Gara perfetta per la Nazionale, sul podio dopo 11 anni

YORKSHIRE (Gb) – In una giornata da grande nord la Nazionale prende in mano le redini della corsa a circa 50 chilometri dalla conclusione, quando vanno in fuga Pedersen, Teunissen e Kung. Gianni Moscon capisce che si tratta di un attacco pericoloso e in breve si porta sui tre.

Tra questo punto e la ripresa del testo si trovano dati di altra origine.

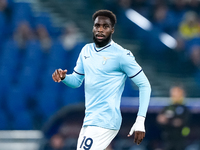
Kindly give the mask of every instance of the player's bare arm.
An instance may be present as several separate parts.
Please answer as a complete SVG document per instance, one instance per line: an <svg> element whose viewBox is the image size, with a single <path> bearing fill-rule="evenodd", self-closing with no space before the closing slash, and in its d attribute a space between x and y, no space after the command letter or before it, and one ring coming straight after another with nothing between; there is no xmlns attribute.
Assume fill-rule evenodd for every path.
<svg viewBox="0 0 200 150"><path fill-rule="evenodd" d="M54 71L54 73L52 74L52 79L55 82L60 82L61 80L63 80L66 76L67 70L62 70L62 69L56 69Z"/></svg>

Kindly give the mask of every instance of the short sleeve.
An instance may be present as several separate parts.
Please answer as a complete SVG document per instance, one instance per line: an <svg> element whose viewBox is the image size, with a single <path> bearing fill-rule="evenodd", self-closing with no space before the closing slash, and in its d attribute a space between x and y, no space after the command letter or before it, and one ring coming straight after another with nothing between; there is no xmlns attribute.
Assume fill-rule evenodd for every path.
<svg viewBox="0 0 200 150"><path fill-rule="evenodd" d="M83 49L82 49L83 51ZM80 75L84 75L84 67L83 67L83 61L82 61L82 51L79 54L79 57L76 62L76 66L74 67L74 72Z"/></svg>
<svg viewBox="0 0 200 150"><path fill-rule="evenodd" d="M140 65L136 62L135 57L129 50L125 50L120 55L120 67L121 70L132 78L142 71Z"/></svg>

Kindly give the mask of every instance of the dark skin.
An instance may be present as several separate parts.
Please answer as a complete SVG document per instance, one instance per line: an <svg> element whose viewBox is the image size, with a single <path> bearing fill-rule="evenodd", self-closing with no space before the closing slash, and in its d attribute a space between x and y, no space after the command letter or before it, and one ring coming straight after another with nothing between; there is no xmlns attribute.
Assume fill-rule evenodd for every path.
<svg viewBox="0 0 200 150"><path fill-rule="evenodd" d="M94 21L93 26L93 39L96 47L103 47L107 45L112 38L114 33L114 27L110 21L110 18L105 16L98 16ZM60 82L66 76L67 70L56 69L52 74L52 78L55 82ZM132 135L128 134L128 137ZM134 133L134 143L139 145L145 137L145 132L135 131Z"/></svg>

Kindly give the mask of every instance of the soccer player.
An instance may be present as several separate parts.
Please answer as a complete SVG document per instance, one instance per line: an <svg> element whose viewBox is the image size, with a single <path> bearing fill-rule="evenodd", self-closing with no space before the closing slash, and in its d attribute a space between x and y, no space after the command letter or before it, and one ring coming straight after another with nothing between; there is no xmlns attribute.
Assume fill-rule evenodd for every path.
<svg viewBox="0 0 200 150"><path fill-rule="evenodd" d="M112 40L116 16L99 10L92 16L94 43L86 44L78 57L74 72L57 69L55 82L79 87L85 79L85 117L79 134L77 150L104 150L121 126L120 101L127 77L139 87L139 110L128 137L140 144L145 136L145 117L151 86L131 51Z"/></svg>

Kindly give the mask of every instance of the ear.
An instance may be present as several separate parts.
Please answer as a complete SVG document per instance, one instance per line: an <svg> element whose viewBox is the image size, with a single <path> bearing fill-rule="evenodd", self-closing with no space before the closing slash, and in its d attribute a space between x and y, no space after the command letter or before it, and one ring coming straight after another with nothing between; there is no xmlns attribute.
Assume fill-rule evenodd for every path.
<svg viewBox="0 0 200 150"><path fill-rule="evenodd" d="M115 32L115 28L114 27L112 27L112 34Z"/></svg>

Arrivo: 1.Mads Pedersen (Danimarca) km.261 – 6h27:28 – 2.Matteo Trentin (Italia) 3.Stefan Kung (Svizzera) a 2″ 4.Gianni Moscon (Italia) a 17″ 5.Sagan a 43″ 6.Valgren a 45″ 7.Kristoff a 1’10” 8.Van Avermaet 9.G.Izagirre 10.Costa 11.Colbrelli 25.Bettiol a 1’57” – rit.Visconti, Ulissi, Puccio, Cimolai

segue cronaca fasi finali

Ai -30 arriva l’attacco di Mathieu Van der Poel, atteso come la pioggia oggi. Gli risponde Matteo Trentin, che lo marca stretto. I due si riportano sui fuggitivi. Inizia una corsa ad eliminazione, mentre il gruppo, tirato dai Belgi (perfettamente controllati da Colbrelli), pian piano perde pezzi e secondi. Il primo a cedere è Teunissen; poi, clamorosamente, Van der Poel. L’Italia del ciclismo si rende conto che tutto volge a nostro favore. A 5 chilometri dalla conclusione è la volta di Moscon, che si lascia sfilare esausto dopo una prova coraggiosa e di grande sostanza. Nella volata a tre Matteo Trentin, sulla carta il più veloce, parte ai 200 metri. Kung esce di scena, mentre Pedersen dimostra di averne di più, supera l’azzurro di una bicicletta. E’ lui, 23 anni di Lejre, secondo al Fiandre dello scorso anno, il nuovo Campione del Mondo pro. Succede a Valverde, che oggi si è ritirato, come altri big, spossato dal freddo e dalla pioggia.

Davide Cassani: “C’è delusione, è ovvio. Erano anni che non piangevo.. ma tutti gli Azzurri sono stati semplicemente fantastici. Abbiamo corso in modo impeccabile. Vedere che c’è un atleta che ci batte dispiace. Non è arrivato l’oro, ma torniamo sul podio del mondiale a distanza di anni. Matteo è partito davvero forte, non ha sottovalutato nessuno. Si stava giocando un mondiale, sapeva che se Pedersen e Kung erano lì è perché ne avevano. Il danese evidentemente, al termine di questa durissima corsa, ne aveva di più. Sapevo di avere una squadra forte, coesa, decisa, cattiva. Arrivare secondi, brucia, però anche oggi si è confermato che gli azzurri, quando indossano questa maglia, danno sempre l’anima. Io sono davvero orgoglioso di loro”.